Huang's research on corporate social responsibility published in international journal

Roger Coda
Dr. Lei Huang, School of Business, Marketing major

Dr. Lei Huang

The backfire effect of corporate social responsibility (CSR) is examined in an article, co-written by Department of Business Administration Associate Professor of Marketing Lei Huang.

The article was published in the latest issue of Journal of Marketing Theory & Practice, 30(4), 494-511.

In the paper, “Not all Corporate Social Responsibility (CSR) is Created Equal: A Study of Consumer Perceptions of CSR on Firms Post Fraud,” Dr. Huang and his colleague, Dr. Kristina Harrison, of the University of Southern Mississippi,  suggest that when firms signal sincere CSR motivations through low expected benefits and then later engage in fraud or wrongdoing, that consumers will more harshly judge a firm than if they had signaled profit-driven expectations from CSR activities and also later engaged in fraud or wrongdoing.

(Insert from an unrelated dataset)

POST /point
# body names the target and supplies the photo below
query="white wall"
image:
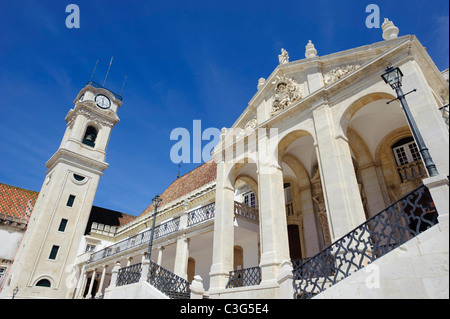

Through an empirical study, Huang exhibits how firms may inadvertently demonstrate corporate hypocrisy through their signaled intents. The research not only extends CSR motivation research and corporate hypocrisy, but also provides evidence of how financially signaled CSR motivations can give consumers indicators about CSR sincerity. When signaled intent is later met with inconsistent behavior, consumers infer corporate hypocrisy and worse judgments on a firm than if the firm had just signaled from the beginning that they were engaging in a CSR activity with the hopes of obtaining high expected financial benefits.